An issue that comes into place is regarding the artist as a curator, exhibiting his own work. Is this a good practice? Firstly, artist as curator brings a fresh eye with new and unexpected choices. A basic argument is that if his work fit the standard of the exhibition, all is well. The question is not so much of why they should not include themselves, but why should they? Regardless of whether the work fits the standards of the show, its inclusion comes across on the ground viewer as self-serving. It is difficult to see how this type of show helps in the artist’s career. If they list on their resume that they exhibited their work with an impressive line up of artists, they would have to mention their part in selecting them as well. If they omit the latter, it comes across as ethical violation.

Many believe that artists have increasingly become puppets to fill the shoes of the curator. Some regard the curation of a large exhibition as mainly a large marketing tool for the art world without having anything to do with art.
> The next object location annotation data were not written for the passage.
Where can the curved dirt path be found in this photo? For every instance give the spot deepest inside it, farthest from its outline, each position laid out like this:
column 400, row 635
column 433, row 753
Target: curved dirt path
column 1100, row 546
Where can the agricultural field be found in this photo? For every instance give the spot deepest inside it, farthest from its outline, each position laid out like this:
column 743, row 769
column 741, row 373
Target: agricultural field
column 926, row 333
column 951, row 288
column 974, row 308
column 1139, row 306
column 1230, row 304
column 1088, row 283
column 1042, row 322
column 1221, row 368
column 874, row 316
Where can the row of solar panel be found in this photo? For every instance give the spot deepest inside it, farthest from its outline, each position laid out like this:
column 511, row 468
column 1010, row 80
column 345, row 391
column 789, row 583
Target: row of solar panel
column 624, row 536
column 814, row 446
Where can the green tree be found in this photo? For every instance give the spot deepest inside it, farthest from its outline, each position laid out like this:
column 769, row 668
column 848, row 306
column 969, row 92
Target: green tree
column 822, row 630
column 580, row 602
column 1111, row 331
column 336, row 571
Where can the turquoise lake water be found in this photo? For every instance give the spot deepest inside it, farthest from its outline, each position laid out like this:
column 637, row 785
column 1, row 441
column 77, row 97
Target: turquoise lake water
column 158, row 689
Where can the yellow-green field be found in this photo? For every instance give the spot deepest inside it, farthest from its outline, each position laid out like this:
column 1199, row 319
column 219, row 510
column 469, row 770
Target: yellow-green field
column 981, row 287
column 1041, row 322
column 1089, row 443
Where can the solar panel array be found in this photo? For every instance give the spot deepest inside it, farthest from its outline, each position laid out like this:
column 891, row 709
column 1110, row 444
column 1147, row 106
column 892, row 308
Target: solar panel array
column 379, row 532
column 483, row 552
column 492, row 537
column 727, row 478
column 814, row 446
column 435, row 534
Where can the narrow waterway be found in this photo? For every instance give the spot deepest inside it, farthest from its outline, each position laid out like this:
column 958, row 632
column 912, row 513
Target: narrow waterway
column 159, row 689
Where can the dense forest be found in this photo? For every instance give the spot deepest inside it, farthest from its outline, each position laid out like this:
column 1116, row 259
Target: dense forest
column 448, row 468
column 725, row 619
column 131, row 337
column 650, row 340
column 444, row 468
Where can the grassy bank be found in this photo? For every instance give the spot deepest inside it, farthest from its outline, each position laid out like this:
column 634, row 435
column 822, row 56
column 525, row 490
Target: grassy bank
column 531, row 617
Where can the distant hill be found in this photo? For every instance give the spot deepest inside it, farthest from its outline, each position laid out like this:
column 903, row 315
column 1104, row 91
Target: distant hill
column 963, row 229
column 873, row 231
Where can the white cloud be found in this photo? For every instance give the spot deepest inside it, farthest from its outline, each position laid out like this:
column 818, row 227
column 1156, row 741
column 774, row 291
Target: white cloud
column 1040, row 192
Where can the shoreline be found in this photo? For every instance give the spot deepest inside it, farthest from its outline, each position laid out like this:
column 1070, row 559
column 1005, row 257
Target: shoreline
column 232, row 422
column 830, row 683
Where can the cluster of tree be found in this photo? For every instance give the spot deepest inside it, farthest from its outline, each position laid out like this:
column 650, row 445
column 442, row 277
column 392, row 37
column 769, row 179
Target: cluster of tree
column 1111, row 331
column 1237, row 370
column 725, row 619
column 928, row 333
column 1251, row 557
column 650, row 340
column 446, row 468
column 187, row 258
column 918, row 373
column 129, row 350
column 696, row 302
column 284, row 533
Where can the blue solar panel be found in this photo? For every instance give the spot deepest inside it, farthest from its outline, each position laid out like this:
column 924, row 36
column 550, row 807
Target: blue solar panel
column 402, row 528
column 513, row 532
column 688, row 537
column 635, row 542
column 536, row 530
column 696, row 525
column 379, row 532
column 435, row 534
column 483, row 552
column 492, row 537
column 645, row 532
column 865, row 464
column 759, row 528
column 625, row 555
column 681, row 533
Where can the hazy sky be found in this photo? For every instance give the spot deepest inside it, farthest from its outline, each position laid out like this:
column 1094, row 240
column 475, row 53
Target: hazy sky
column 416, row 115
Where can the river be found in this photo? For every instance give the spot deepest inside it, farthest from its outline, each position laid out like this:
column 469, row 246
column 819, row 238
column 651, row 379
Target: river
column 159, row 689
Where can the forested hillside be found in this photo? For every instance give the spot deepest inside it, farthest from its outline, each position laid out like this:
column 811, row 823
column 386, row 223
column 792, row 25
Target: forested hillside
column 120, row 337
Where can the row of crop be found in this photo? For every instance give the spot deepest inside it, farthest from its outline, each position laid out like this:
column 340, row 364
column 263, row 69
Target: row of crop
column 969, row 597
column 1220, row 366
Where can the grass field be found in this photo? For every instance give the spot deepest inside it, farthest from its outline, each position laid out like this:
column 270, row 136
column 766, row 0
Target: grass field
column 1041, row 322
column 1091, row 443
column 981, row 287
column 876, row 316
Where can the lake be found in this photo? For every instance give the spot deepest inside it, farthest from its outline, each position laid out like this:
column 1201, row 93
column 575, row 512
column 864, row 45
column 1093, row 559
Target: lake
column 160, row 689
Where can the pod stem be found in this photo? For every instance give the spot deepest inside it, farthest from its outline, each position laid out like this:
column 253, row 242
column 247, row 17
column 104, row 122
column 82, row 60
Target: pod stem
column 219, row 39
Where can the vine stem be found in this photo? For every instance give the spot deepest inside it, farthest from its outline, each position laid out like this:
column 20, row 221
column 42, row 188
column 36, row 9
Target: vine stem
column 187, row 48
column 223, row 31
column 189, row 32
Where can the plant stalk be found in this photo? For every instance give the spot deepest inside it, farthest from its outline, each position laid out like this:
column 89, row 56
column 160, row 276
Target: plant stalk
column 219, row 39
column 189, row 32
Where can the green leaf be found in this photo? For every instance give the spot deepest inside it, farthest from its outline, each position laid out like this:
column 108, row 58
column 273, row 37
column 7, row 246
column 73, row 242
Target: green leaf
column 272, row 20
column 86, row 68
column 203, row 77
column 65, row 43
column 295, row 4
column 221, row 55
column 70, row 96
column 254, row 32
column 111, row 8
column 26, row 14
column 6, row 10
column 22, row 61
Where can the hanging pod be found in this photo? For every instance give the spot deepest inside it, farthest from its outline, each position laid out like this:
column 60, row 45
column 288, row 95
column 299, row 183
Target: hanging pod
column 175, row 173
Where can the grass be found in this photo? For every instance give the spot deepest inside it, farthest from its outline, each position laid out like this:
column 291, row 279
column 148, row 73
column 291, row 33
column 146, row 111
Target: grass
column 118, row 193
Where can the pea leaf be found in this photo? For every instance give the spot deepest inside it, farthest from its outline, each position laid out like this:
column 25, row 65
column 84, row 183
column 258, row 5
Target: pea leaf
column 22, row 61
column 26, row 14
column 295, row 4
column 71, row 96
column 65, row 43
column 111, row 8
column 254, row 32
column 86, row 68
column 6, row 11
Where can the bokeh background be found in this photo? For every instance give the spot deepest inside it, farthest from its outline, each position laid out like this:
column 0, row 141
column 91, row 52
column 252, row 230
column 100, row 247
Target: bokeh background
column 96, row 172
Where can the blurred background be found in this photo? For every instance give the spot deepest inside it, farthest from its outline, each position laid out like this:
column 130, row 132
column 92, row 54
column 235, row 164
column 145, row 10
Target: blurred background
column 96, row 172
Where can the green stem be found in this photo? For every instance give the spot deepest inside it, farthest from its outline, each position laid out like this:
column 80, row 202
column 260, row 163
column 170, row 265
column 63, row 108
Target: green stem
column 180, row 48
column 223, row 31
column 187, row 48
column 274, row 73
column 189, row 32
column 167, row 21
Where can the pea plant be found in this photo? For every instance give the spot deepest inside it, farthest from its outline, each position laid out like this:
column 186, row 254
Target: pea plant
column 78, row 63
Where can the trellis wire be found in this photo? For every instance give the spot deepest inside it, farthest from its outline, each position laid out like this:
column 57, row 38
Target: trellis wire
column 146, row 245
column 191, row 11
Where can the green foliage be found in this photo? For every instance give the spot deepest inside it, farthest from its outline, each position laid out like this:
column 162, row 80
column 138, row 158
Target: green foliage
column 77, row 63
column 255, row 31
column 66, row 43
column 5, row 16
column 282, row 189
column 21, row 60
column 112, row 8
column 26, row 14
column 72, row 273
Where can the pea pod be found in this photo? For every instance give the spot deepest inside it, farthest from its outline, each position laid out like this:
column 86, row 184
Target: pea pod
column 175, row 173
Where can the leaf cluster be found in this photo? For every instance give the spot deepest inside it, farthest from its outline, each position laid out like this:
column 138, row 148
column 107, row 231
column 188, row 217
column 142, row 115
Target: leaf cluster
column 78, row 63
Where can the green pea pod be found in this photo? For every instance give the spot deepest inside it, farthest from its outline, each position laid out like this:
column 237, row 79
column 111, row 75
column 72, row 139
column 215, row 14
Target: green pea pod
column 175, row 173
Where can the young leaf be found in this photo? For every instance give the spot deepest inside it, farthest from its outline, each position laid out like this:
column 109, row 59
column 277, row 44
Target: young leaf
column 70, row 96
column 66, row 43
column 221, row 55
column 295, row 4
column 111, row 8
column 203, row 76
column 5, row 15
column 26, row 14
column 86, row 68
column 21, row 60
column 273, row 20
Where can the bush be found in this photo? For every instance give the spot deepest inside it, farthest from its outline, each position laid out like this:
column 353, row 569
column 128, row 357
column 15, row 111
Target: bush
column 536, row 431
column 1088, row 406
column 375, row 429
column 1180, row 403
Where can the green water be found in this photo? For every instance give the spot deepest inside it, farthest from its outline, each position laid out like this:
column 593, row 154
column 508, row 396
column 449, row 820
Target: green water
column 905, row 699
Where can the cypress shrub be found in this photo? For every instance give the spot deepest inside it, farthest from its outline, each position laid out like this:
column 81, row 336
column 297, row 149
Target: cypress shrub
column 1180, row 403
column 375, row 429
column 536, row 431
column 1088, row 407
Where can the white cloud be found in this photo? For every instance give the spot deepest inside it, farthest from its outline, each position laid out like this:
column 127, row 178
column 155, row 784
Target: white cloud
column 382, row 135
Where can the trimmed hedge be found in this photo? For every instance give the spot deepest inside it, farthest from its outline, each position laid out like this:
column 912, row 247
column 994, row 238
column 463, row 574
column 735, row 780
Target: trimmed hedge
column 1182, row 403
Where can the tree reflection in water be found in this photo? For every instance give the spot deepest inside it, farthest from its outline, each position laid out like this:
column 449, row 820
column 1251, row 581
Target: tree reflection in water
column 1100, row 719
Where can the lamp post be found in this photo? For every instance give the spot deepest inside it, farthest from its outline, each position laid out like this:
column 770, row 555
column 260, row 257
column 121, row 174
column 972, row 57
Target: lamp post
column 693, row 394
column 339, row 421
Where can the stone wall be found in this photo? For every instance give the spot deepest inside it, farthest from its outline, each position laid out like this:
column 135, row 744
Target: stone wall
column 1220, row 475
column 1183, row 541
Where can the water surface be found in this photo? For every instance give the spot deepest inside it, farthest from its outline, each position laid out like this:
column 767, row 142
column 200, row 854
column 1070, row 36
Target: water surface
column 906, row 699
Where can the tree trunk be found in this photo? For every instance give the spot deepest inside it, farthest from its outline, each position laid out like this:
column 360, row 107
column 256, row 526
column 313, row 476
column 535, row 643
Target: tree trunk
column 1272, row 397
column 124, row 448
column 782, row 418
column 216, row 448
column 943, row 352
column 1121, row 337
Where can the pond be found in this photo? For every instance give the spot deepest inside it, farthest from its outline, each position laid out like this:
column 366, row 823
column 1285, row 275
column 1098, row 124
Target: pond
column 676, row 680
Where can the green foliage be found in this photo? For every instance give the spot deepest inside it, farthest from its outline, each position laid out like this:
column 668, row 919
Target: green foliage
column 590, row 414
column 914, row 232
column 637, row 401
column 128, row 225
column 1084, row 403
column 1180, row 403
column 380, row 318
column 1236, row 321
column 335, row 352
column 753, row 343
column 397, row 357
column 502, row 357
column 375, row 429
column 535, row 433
While exhibitions are also markets for the exchange of ideas, art still has a purpose to remodel and represent the world. In the end it seems to be an unbeatable system, and in some ways the exhibition is still an interesting and fluid medium. Who should curate it then? An artist, a curator, a carpenter? Just as long as the person has a vision, social and organizational skills, the result will be hated and also loved. No matter how the curators for shows are chosen, or what profession they come from, it is important that the curator is, at the end of the day, only a ‘partner in crime’ alongside the artists. He should be respectful of the creative autonomy and expectations of the artist. The job of curating becomes a sophisticated form of an intellectual discourse that sometimes positions itself on parallel to that of an artist. The challenge is to creatively negotiate a balance between the desire for critical and artistic authorship, the needs of the artists, and the struggle to develop new avenues and audiences.